The Agentic Enterprise  ·  Chapter 39
Chapter 39

The Failure Postmortem

Three case studies of agentic deployments that broke — and what they teach

valuenote
label
valuenote
label

The most instructive documents in any engineering discipline are not the success stories; they are the post-mortems. What failed, why it failed, and what was done about it — these are the sentences that contain the lessons. This chapter presents three composite case studies, drawn from real failure patterns in agentic AI deployments. The organisations are fictional aggregates; the failure modes are not. Each case study names what failed across the four pillars — Governance, Orchestration, Use Case selection, and Integration — because that is the structure that makes a failure legible, remediable, and most importantly, preventable in the next deployment.

Case study 1: A regional retailer whose customer-service agent was prompt-injected into issuing refunds

A regional retailer with significant e-commerce volume deployed a customer-service agent in late 2024. The agent was integrated with the order management system and authorised to issue refunds for orders below a defined threshold. The deployment was considered a success: deflection rates were high, customer satisfaction scores were positive, and the engineering team had instrumented the agent with basic logging. The incident occurred four months after launch.

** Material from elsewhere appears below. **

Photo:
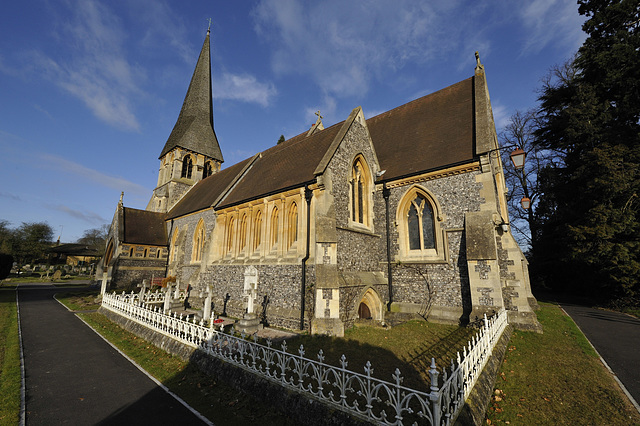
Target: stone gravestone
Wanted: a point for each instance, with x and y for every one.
(250, 322)
(250, 287)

A small number of customers had discovered — and shared on a public forum — that the agent could be prompted to issue refunds beyond its authorised threshold if the user included specific phrasing in their message. The phrasing exploited the agent's instruction following behaviour: by framing the refund request as an instruction from a "store manager override," customers were able to cause the agent to treat their message as an authoritative command rather than a user request. By the time the fraud team identified the pattern, it had been active for eleven days and produced material unauthorised refunds.

What failed, by pillar:

Governance: the agent's authorisation scope was defined in the deployment specification but was not operationalised as a runtime constraint. The governance policy said the agent could not issue refunds above a threshold; the orchestration layer did not enforce that threshold independently of the agent's own reasoning. A policy that exists only in a document and is enforced only by the model's judgment is not a policy; it is a hope.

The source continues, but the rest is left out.